The above figure is from a preprint (updated from last year), Recovering signals of ghost archaic introgression in African populations. But to truly get a sense of this preprint, I would highly recommend you read the supplementary material. And, to be honest, a publication from 2007, The Joint Allele-Frequency Spectrum in Closely Related Species, as the core of the method used in the preprint is developed in that paper.
Here is the abstract:
While introgression from Neanderthals and Denisovans has been well-documented in modern humans outside Africa, the contribution of archaic hominins to the genetic variation of present-day Africans remains poorly understood. Using 405 whole-genome sequences from four sub-Saharan African populations, we provide complementary lines of evidence for archaic introgression into these populations. Our analyses of site frequency spectra indicate that these populations derive 2-19% of their genetic ancestry from an archaic population that diverged prior to the split of Neanderthals and modern humans. Using a method that can identify segments of archaic ancestry without the need for reference archaic genomes, we built genome-wide maps of archaic ancestry in the Yoruba and the Mende populations that recover about 482 and 502 megabases of archaic sequence, respectively. Analyses of these maps reveal segments of archaic ancestry at high frequency in these populations that represent potential targets of adaptive introgression. Our results reveal the substantial contribution of archaic ancestry in shaping the gene pool of present-day African populations.

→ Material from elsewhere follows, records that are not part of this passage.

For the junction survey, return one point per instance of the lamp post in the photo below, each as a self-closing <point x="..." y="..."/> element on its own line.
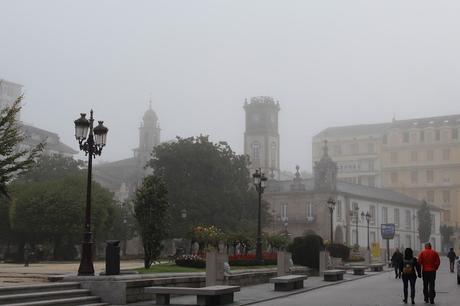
<point x="259" y="182"/>
<point x="368" y="217"/>
<point x="331" y="205"/>
<point x="91" y="141"/>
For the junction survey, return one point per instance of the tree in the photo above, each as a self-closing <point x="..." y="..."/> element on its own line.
<point x="209" y="181"/>
<point x="52" y="211"/>
<point x="424" y="222"/>
<point x="151" y="211"/>
<point x="13" y="159"/>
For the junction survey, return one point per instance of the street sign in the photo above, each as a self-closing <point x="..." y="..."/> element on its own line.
<point x="387" y="230"/>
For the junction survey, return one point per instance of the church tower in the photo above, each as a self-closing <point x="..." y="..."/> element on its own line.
<point x="325" y="172"/>
<point x="261" y="137"/>
<point x="149" y="135"/>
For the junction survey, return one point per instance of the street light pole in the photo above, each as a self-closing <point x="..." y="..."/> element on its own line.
<point x="95" y="141"/>
<point x="259" y="183"/>
<point x="331" y="205"/>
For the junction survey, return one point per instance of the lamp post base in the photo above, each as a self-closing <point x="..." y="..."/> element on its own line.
<point x="86" y="262"/>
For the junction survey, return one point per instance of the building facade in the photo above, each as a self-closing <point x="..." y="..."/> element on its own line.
<point x="300" y="204"/>
<point x="417" y="157"/>
<point x="261" y="136"/>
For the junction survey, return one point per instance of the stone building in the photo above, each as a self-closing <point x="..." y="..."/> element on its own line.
<point x="122" y="177"/>
<point x="261" y="137"/>
<point x="300" y="204"/>
<point x="418" y="157"/>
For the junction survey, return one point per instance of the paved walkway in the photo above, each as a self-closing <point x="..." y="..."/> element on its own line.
<point x="264" y="292"/>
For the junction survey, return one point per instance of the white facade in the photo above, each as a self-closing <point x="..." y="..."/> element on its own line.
<point x="402" y="215"/>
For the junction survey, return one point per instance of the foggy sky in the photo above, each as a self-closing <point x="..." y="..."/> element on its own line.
<point x="328" y="63"/>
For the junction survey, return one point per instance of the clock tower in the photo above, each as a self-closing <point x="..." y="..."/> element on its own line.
<point x="261" y="138"/>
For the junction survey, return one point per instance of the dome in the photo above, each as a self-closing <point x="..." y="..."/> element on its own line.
<point x="150" y="115"/>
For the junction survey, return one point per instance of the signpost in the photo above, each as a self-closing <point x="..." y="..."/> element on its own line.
<point x="388" y="232"/>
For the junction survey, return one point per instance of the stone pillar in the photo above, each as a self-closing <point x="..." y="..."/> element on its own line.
<point x="283" y="263"/>
<point x="215" y="268"/>
<point x="323" y="258"/>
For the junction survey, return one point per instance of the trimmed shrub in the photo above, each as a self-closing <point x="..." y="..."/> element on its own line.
<point x="338" y="250"/>
<point x="192" y="261"/>
<point x="305" y="250"/>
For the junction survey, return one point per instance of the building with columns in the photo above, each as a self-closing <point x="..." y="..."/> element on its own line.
<point x="261" y="137"/>
<point x="418" y="157"/>
<point x="300" y="204"/>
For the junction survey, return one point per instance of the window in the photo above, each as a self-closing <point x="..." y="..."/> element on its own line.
<point x="406" y="137"/>
<point x="370" y="148"/>
<point x="394" y="157"/>
<point x="408" y="241"/>
<point x="445" y="154"/>
<point x="414" y="177"/>
<point x="437" y="135"/>
<point x="429" y="155"/>
<point x="430" y="196"/>
<point x="394" y="177"/>
<point x="339" y="210"/>
<point x="429" y="176"/>
<point x="384" y="215"/>
<point x="408" y="219"/>
<point x="372" y="212"/>
<point x="413" y="156"/>
<point x="446" y="196"/>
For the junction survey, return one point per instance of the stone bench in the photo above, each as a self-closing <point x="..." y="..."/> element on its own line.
<point x="211" y="295"/>
<point x="288" y="282"/>
<point x="376" y="267"/>
<point x="358" y="270"/>
<point x="333" y="275"/>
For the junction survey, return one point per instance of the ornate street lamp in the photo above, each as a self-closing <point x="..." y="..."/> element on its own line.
<point x="331" y="205"/>
<point x="259" y="182"/>
<point x="368" y="217"/>
<point x="91" y="143"/>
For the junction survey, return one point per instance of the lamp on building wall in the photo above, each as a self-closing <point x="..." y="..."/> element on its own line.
<point x="259" y="182"/>
<point x="91" y="141"/>
<point x="368" y="218"/>
<point x="331" y="206"/>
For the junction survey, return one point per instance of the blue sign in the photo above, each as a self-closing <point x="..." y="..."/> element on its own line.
<point x="388" y="230"/>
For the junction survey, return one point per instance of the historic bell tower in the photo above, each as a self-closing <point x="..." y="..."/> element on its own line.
<point x="261" y="137"/>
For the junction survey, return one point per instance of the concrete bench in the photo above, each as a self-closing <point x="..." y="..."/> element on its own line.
<point x="211" y="295"/>
<point x="288" y="282"/>
<point x="376" y="267"/>
<point x="333" y="275"/>
<point x="358" y="270"/>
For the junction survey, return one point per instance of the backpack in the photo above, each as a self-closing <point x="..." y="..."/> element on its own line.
<point x="408" y="267"/>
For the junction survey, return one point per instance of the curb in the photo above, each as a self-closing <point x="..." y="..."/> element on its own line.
<point x="311" y="289"/>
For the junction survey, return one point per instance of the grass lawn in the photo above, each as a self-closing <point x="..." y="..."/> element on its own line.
<point x="171" y="268"/>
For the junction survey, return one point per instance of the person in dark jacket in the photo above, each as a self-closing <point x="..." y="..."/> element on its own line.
<point x="396" y="261"/>
<point x="452" y="256"/>
<point x="410" y="271"/>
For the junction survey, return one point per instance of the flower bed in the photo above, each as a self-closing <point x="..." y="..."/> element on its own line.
<point x="193" y="261"/>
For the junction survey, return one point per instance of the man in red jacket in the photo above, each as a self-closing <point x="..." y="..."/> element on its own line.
<point x="429" y="261"/>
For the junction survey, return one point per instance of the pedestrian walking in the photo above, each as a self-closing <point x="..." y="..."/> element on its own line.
<point x="396" y="261"/>
<point x="429" y="261"/>
<point x="410" y="271"/>
<point x="452" y="256"/>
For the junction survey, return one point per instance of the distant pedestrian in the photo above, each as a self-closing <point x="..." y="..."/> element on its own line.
<point x="452" y="256"/>
<point x="410" y="270"/>
<point x="429" y="261"/>
<point x="396" y="261"/>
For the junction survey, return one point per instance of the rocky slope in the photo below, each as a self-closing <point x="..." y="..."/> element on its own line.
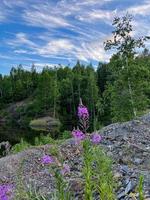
<point x="128" y="143"/>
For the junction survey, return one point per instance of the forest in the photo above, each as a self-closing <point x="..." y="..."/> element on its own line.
<point x="79" y="158"/>
<point x="116" y="91"/>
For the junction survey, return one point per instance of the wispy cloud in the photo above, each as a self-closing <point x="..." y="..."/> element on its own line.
<point x="21" y="39"/>
<point x="64" y="30"/>
<point x="140" y="9"/>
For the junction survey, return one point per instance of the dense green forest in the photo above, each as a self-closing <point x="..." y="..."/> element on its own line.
<point x="114" y="91"/>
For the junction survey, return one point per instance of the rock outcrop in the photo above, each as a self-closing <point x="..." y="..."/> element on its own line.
<point x="127" y="143"/>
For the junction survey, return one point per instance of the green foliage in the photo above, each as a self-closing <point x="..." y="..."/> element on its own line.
<point x="62" y="190"/>
<point x="66" y="135"/>
<point x="97" y="172"/>
<point x="140" y="188"/>
<point x="129" y="79"/>
<point x="87" y="170"/>
<point x="103" y="173"/>
<point x="43" y="139"/>
<point x="20" y="146"/>
<point x="117" y="91"/>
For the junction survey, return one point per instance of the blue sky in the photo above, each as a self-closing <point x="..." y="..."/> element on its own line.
<point x="51" y="32"/>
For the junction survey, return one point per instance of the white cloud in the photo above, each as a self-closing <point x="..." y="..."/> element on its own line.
<point x="21" y="39"/>
<point x="56" y="47"/>
<point x="44" y="18"/>
<point x="140" y="9"/>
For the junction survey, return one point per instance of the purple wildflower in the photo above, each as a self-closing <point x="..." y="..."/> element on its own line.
<point x="5" y="192"/>
<point x="78" y="135"/>
<point x="65" y="169"/>
<point x="83" y="112"/>
<point x="96" y="138"/>
<point x="47" y="159"/>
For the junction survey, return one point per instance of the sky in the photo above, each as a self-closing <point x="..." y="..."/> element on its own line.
<point x="52" y="32"/>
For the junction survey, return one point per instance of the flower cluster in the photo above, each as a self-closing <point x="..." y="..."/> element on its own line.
<point x="96" y="138"/>
<point x="65" y="170"/>
<point x="46" y="159"/>
<point x="78" y="135"/>
<point x="83" y="112"/>
<point x="5" y="191"/>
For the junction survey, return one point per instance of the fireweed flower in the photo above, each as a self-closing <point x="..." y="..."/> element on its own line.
<point x="65" y="169"/>
<point x="5" y="192"/>
<point x="78" y="135"/>
<point x="47" y="159"/>
<point x="96" y="138"/>
<point x="83" y="112"/>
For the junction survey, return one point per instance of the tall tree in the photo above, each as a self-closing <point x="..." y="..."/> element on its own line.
<point x="126" y="47"/>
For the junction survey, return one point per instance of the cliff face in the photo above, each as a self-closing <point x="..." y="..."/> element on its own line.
<point x="127" y="143"/>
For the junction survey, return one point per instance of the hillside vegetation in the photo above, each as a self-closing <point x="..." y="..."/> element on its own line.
<point x="114" y="91"/>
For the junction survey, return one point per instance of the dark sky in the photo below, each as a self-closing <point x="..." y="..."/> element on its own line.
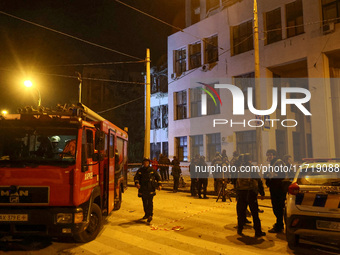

To get a sense of how much work went into this preprint, really do read the supplementary material. The step by step analysis convinced me pretty thoroughly that these results are not due to straightforward errors in the genotypes and classifications of the genotypes. Such things do happen, so it was nice to see them be very careful about that.
The key point is that the distribution of the conditional site frequency (CFS) spectrum in West Africans does not align with theoretical expectations. The condition here being the state in the archaic outgroup, generally the Vindijia Neanderthal. The authors ran a bunch of simulations and models and found a subset that could produce the CSF they see, the u-shaped distribution. It is represented by the graph you see at the top-right. Basically, a scenario where a diverged archaic lineage which diverged from the other human lineages before the Neanderthal-Denisovan lineage left Africa contributed to the ancestry of West Africans within the last ~100,000 years (the most likely time is ~50,000 years ago).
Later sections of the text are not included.